All of these different approaches can successfully create an integrated system. However, the approach must create interdependence among institutions and practitioners and facilitate collaboration and the sharing of information with a focus on improved clinical outcomes and efficiencies.
Hospitals that aren't yet involved in an ACO or the movement toward value-based payment and care delivery arrangements should begin their foray into this new frontier by examining the degree of integration they have with their physicians. "Hospitals will need to take a broad-scale look at their relationships with physicians and determine what methods are best for them to become more integrated," says Ms. Welter.
2. Ability to manage care. The goal of an ACO is to reduce the need for care by promoting health and managing illness. This focus on managing care for a population is a dramatic shift for hospitals, which are currently paid with a fee-for-service approach. Under ACOs, providers will be rewarded for quality, receiving payments for meeting certain measures surrounding care management. “The accountable care environment's focus on quality helps ensure these organizations are not constructed purely to drive down utilization,” says Ms. Welter
“Successfully managing the care of a population is best achieved with the use of evidence-based care pathways,” she says. “The development of care pathways requires the involvement of an engaged medical staff, so the ability to successfully manage care depends upon one's level of clinical integration.”
3. ACO members have aligned incentives.
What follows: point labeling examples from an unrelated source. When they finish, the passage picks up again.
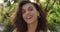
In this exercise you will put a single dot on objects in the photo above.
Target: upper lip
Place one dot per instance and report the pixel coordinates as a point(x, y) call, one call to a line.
point(28, 17)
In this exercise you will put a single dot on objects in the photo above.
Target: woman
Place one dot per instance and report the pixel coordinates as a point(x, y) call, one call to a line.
point(30, 18)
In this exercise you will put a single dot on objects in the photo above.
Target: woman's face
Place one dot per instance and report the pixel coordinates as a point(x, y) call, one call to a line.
point(29, 13)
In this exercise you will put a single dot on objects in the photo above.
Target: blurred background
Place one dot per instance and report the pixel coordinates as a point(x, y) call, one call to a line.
point(52, 8)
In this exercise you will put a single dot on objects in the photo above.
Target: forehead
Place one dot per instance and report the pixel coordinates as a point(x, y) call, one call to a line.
point(27, 5)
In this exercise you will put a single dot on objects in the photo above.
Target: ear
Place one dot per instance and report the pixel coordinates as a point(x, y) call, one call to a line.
point(38, 13)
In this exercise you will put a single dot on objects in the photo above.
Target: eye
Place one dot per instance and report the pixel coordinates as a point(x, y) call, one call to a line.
point(30, 8)
point(23, 11)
Parties who are members of the ACO need to have aligned incentives in terms of driving quality and cost efficiencies, says Ms. Welter. "It sounds cliché, but it's absolutely essential. If you have physicians who are reimbursed for productivity and the goal of the ACO is driving value, that's a problem."
This requires a shift in physician practices from reimbursing for the number of services provided to reimbursing for managing health and reducing the need for services. "Physicians need to be paid for outcomes and meeting value based goals," says Ms. Welter.
4. IT infrastructure. IT infrastructure that enhances care coordination as well as allows for reporting will be necessary for success within an ACO. "Not only will there need to be a sharing of information across providers, but you also have to be able to study how you're doing in terms of outcomes," says Ms. Welter.
She recommends analyzing outcomes and cost data no less than quarterly and as frequently as monthly — an activity that is much more manageable with advanced IT systems. HIT tools can also provide clinical decision support to physicians to help ensure they follow the evidence-based care pathways that drive the group's ability to appropriately manage care.
5. Adopting the ACO model across payors. Although the development of ACOs is driven by CMS' program, Ms. Welter believes this type of environment shouldn't be limited to just government payors. "If we're really going to make broad scale changes in bending the cost curve, we have to move beyond Medicare," says Ms. Welter. "If we become and ACO for Medicare, why shouldn't we apply the same approach, with appropriate nuances, to other payors? In order to effect medical expense and improve outcomes, there needs to be a wider contracting strategy."